Our popular imagination for what America’s future could look like in the face of climate change is disproportionately shaped by a latent fear of the unknown. Scholars and the general public often fail to articulate how necessary adaptations will not only shape our daily lives, but how they will also reformulate a geography of risk and opportunity. We tend to focus on a constant projection of how climate change will destroy our lives without seeking to understand how we can advance a more sustainable future in the face of what we leave behind. Our default projections are constrained not only by a lack of imagination but also by our intellectual ordering of society’s priorities for housing, human health, education, economic opportunity, and mobility.

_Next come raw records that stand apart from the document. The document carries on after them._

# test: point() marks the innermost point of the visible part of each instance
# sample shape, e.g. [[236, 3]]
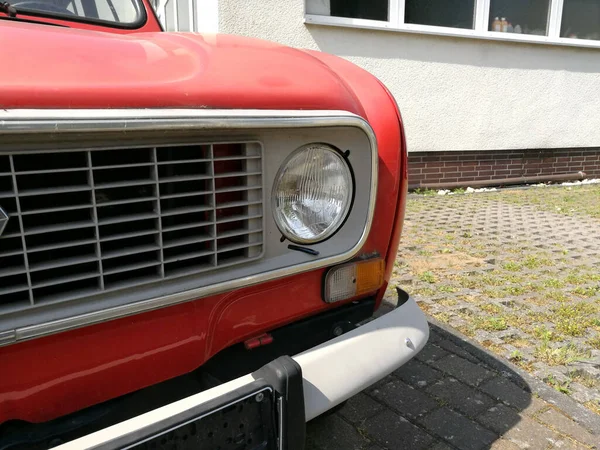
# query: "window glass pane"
[[117, 11], [356, 9], [581, 19], [441, 13], [518, 16]]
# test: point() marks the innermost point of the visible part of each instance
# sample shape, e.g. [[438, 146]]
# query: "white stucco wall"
[[454, 93]]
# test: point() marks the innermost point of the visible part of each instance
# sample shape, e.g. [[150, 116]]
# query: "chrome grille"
[[86, 222]]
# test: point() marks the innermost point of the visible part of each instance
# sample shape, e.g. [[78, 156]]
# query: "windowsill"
[[443, 31]]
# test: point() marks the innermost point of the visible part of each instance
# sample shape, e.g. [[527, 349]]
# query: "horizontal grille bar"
[[88, 222]]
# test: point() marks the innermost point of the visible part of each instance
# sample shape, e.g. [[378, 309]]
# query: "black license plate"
[[245, 419]]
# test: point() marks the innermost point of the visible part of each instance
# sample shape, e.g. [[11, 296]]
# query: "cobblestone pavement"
[[456, 395], [519, 279], [513, 295]]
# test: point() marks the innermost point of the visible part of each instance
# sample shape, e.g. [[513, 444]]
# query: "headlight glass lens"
[[312, 194]]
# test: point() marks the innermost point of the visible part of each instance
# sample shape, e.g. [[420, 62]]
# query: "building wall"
[[444, 169], [455, 94]]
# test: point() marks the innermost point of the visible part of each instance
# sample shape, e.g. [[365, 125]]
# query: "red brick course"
[[425, 168]]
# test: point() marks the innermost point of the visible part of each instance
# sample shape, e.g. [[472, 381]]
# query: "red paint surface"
[[49, 377]]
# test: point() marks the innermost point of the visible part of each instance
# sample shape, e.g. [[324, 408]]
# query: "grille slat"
[[52, 228], [131, 267], [88, 222], [66, 279], [62, 262]]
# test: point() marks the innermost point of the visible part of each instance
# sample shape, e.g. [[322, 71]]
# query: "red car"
[[191, 229]]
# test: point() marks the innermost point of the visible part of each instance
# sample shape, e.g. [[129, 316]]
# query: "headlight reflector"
[[312, 194]]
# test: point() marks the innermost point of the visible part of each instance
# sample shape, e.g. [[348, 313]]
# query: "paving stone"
[[359, 408], [520, 430], [463, 370], [418, 374], [499, 418], [405, 399], [460, 431], [461, 397], [441, 446], [507, 392], [332, 432], [535, 406], [503, 444], [564, 425], [431, 353], [395, 432], [453, 348], [568, 444]]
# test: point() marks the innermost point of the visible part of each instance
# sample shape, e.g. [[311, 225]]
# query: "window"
[[121, 12], [441, 13], [517, 16], [581, 19], [355, 9], [565, 22]]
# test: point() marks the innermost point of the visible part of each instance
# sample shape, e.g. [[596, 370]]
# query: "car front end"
[[193, 222]]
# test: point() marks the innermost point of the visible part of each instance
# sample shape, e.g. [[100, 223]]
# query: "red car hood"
[[52, 67]]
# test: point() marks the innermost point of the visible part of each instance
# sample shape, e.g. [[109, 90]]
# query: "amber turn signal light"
[[353, 279]]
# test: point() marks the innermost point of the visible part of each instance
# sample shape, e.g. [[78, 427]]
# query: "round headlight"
[[312, 194]]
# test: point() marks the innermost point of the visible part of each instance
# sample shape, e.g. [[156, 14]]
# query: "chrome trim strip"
[[28, 122]]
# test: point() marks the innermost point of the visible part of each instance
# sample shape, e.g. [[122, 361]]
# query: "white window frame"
[[482, 10]]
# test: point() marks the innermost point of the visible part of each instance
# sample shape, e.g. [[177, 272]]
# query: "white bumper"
[[332, 372]]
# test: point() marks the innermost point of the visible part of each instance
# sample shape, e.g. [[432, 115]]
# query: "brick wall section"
[[426, 168]]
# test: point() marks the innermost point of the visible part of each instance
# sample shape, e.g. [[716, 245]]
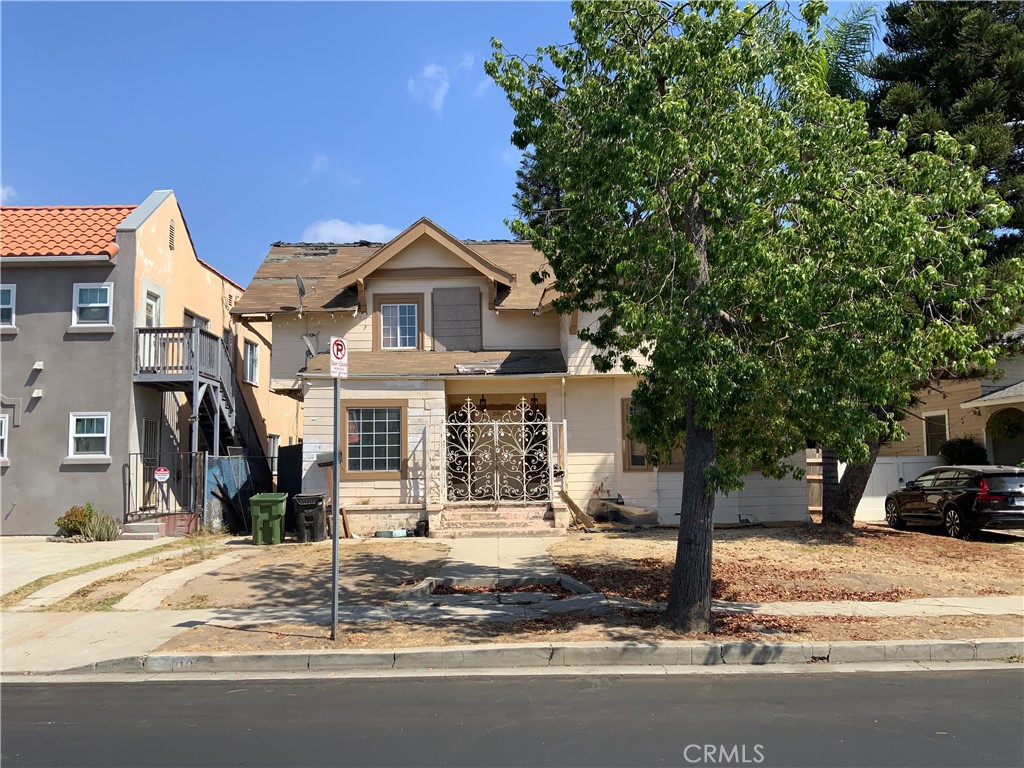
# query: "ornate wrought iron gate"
[[503, 459]]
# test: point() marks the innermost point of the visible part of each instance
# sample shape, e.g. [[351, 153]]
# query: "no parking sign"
[[339, 357]]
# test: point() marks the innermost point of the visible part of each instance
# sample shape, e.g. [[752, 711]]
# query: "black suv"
[[961, 499]]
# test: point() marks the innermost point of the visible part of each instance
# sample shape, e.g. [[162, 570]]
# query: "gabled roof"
[[426, 227], [332, 271], [59, 230]]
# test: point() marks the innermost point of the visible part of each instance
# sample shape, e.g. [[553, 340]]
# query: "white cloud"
[[320, 164], [434, 81], [336, 230]]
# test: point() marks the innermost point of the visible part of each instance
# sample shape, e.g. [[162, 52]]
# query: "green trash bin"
[[267, 511]]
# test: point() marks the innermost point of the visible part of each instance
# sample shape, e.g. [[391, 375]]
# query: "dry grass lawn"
[[756, 564]]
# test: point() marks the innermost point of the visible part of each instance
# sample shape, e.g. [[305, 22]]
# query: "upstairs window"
[[93, 304], [152, 310], [7, 299], [250, 371], [400, 326], [196, 321], [397, 322], [89, 435], [935, 432]]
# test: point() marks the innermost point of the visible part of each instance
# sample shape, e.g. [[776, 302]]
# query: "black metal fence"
[[163, 483]]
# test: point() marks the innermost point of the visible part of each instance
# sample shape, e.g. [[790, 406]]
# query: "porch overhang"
[[1012, 395]]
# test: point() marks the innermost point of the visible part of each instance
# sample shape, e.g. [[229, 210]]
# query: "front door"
[[498, 457]]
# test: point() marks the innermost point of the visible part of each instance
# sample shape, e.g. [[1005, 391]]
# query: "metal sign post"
[[339, 370]]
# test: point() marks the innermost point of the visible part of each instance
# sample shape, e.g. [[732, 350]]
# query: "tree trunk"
[[689, 595], [842, 508]]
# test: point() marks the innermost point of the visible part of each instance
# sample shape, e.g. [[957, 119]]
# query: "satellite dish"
[[310, 345]]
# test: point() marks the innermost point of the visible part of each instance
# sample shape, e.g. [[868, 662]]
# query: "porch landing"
[[504, 557], [500, 521]]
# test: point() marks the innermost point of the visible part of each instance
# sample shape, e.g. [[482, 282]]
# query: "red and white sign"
[[339, 357]]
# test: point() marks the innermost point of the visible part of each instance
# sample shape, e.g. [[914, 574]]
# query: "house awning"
[[498, 363], [1012, 395]]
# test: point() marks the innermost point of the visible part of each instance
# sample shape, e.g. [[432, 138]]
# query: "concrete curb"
[[567, 655]]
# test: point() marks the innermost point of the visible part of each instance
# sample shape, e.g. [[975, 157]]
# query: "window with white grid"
[[374, 439], [92, 304], [399, 326], [89, 434]]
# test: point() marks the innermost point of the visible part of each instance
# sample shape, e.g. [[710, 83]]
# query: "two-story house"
[[120, 357], [465, 392]]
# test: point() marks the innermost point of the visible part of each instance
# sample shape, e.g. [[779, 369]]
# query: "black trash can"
[[310, 517]]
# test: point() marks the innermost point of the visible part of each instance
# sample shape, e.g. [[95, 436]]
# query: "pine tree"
[[958, 67]]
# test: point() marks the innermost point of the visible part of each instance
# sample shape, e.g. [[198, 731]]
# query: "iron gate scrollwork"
[[504, 459]]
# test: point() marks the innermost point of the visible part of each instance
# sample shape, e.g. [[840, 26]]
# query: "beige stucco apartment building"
[[466, 391], [114, 334]]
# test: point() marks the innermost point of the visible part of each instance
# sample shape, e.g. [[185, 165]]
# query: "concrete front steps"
[[141, 531], [497, 520]]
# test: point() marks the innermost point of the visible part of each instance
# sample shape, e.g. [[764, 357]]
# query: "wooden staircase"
[[497, 520]]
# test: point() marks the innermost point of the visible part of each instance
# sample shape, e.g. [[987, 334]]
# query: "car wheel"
[[952, 521], [893, 517]]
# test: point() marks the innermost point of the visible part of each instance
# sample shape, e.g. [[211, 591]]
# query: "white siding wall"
[[289, 353], [596, 467], [426, 401], [1014, 372], [886, 478]]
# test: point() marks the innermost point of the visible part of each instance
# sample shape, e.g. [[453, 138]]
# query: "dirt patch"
[[636, 627], [802, 562], [371, 571], [548, 589]]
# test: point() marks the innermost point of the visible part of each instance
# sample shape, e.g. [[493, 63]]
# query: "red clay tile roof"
[[59, 230]]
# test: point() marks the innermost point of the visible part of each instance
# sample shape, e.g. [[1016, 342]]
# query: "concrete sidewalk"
[[48, 642]]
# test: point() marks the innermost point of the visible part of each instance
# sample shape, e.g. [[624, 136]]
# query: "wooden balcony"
[[173, 357]]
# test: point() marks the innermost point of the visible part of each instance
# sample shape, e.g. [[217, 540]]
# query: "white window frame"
[[90, 325], [12, 326], [75, 458], [272, 451], [924, 426], [4, 438], [152, 300], [250, 376], [416, 329]]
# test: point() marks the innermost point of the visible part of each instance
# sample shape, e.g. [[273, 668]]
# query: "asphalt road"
[[864, 719]]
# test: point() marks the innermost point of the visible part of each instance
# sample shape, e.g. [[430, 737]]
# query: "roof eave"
[[61, 260]]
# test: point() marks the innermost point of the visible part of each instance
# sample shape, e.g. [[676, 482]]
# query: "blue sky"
[[270, 121]]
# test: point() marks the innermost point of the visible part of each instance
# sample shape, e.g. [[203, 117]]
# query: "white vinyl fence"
[[885, 478]]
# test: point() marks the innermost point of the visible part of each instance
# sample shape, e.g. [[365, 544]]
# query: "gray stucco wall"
[[82, 372]]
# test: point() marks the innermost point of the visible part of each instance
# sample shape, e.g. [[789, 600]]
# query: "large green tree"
[[958, 68], [766, 267]]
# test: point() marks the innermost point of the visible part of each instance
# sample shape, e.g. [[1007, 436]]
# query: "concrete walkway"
[[51, 641], [497, 558], [26, 558]]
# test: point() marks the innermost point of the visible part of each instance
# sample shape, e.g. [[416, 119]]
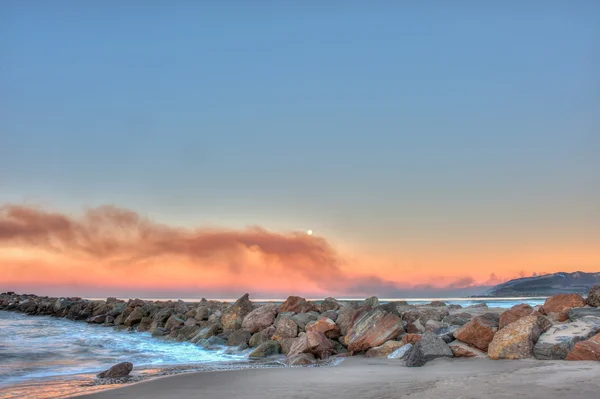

This book explores how climate change is already shaping the future course of America for centuries to come. It is about the push and pull factors that are shaping our decisions. The original idea for this book came from a simple but flawed premise—flora and fauna are moving north (in the Northern Hemisphere), and so too will people and firms. Here, range shifting is not deterministically limited to mere ecological systems but rather to a full spectrum of chaotic pathways across a wide range of economic, environmental, and cultural geographies. The idea of moving “north” is both a literal reference to cardinal direction and also a metaphor for the relocations of those who will move in any direction to get out of harm’s way. This book explores a series of behaviors, pathways, and scenarios that culminate in the proposition that America is on the verge of a great domestic climate migration (hereinafter, climigration) that may very well reshape everything from our physical landscape to our electoral politics.
There is not only an opportunity for climate migrants (hereinafter, climigrants) to build new communities, but there is also an opportunity to double down on our commitments to reduce our carbon footprint and to promote the accessibility, affordability, and sustainability of the built environment. We—as a society—have at least two major paths forward. In one scenario, climigrants who are economically mobile and have the means and resources can recreate their carbon-intensive settlements in the relentless exurban expansion of lower-risk places. Another scenario suggests a more orderly set of policies and behaviors that is sensitive to the environmental carrying capacity of a new sustainable frontier in “receiving zones,” as well as the trash, pollution, and social inequities of what we leave behind in our “sending zones.” Indeed, both scenarios may occur simultaneously depending on where you live and who you are. This book picks up on how these scenarios may play out for a wide variety of stakeholders. Along the way, there will be winners and losers. Understanding what you have to lose is the first step toward understanding what you have to gain.